Where to begin... at the moment I am unbelieveably busy. To cut a long story short some promises very have been made by some managerial types at the top of the ladder than has meant us developer grunts at the bottom of said ladder have to deliver by the end of March. Fortunately for me I'm the lead developer and responsibility rests with me to roll the gear out on time... today the project reached a bit of a show stopper in that the files the application stored (XML from a strongly typed dataset) looked to be growing in size at quite an alarming rate.
The application is used to perform a lot of heavy engineering calculations, these calculations produce an amazing amount of data which is then stored in a dataset. As well as that a subsection of other data (like a time based snapshot) had to be stored along with the result for producing reports. The specification gave an average of about 30 results per file and after only 3 results the files generated where storing over 2Mb of information... multiplying this up and it looked like files of around 60Mb where going to be 'the norm'. Not on my shift.
So the solution, serialise the dataset to binary and while it's serialising run it through GZip compression,. The result, the 2Mb file became 520K.... superb. 60 results maybe around 3Mb...
Here's the code snippets that was used..
The main namespaces involved.
Imports System.IO
Imports System.IO.Compression
Imports System.Runtime.Serialization.Formatters.Binary
Serialisation of a DataSet (named DocumentDataSet)
DocumentDataSet.RemotingFormat = SerializationFormat.Binary
DocumentDataSet.SchemaSerializationMode = SchemaSerializationMode.ExcludeSchema
Dim stream As Stream = File.Create(fileName)
Dim compress As New GZipStream(stream, CompressionMode.Compress)

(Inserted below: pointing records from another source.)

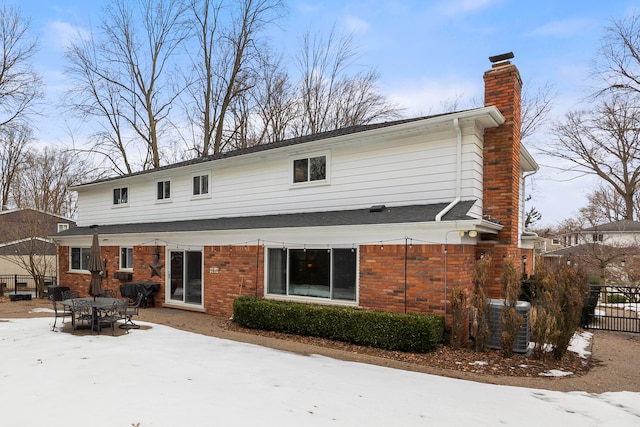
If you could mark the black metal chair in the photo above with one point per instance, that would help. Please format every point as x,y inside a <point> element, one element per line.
<point>83,314</point>
<point>69,294</point>
<point>64,312</point>
<point>113,314</point>
<point>129,311</point>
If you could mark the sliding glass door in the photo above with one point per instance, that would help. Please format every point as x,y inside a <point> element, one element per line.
<point>185,277</point>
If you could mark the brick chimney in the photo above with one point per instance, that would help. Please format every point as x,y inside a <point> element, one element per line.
<point>501,153</point>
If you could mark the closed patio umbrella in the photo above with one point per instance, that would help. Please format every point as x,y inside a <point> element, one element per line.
<point>95,267</point>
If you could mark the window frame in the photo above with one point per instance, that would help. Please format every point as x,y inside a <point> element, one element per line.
<point>309,182</point>
<point>83,258</point>
<point>278,275</point>
<point>124,266</point>
<point>165,183</point>
<point>200,195</point>
<point>119,201</point>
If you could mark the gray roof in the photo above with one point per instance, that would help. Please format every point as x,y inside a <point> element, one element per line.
<point>624,225</point>
<point>278,144</point>
<point>388,215</point>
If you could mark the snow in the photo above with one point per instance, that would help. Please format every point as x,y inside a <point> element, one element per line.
<point>167,377</point>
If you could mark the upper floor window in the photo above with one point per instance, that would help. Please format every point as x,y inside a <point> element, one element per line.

Dim bin As New BinaryFormatter()
bin.Serialize(compress, DocumentDataSet)
compress.Close()
Make sure you exclude the schema, I found that including the schema produced a binary file larger than the XML file. Also make sure you close the GZipStream; if you don't you'll get an error on deserialization (something about reading past the end of the stream)
Deserialisation of a DataSet (named DocumentDataSet)

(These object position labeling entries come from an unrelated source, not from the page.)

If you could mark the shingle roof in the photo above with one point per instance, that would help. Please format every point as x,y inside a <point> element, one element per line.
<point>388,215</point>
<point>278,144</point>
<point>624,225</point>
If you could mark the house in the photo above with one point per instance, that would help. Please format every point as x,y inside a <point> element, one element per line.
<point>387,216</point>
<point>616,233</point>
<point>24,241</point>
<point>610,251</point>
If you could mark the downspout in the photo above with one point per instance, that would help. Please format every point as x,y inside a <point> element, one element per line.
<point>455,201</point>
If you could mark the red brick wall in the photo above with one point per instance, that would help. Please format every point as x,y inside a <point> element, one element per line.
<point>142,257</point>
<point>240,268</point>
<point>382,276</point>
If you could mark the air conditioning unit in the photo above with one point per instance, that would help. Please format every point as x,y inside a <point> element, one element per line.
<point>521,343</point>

DocumentDataSet.RemotingFormat = SerializationFormat.Binary
DocumentDataSet.SchemaSerializationMode = SchemaSerializationMode.ExcludeSchema
Dim stream As Stream = File.Open(fileName, FileMode.Open)
Dim decompress As New GZipStream(stream, CompressionMode.Decompress)
Dim bin As New BinaryFormatter()
DocumentDataSet = CType(bin.Deserialize(decompress), DocumentStructure)
decompress.Close()
The deserialization code is fairly straightforward. Remember to close the GZipStream when your finished. DocumentStructure is the DataSets type, DocumentDataSet is an instance of that type. Well worth knowing if your sending datasets over the wire or storing them in cache. You'll also notice a performance gain as Binary serialization is quicker than XML serialization, however one side effect is you can only deserialize the DataSet using a .NET language.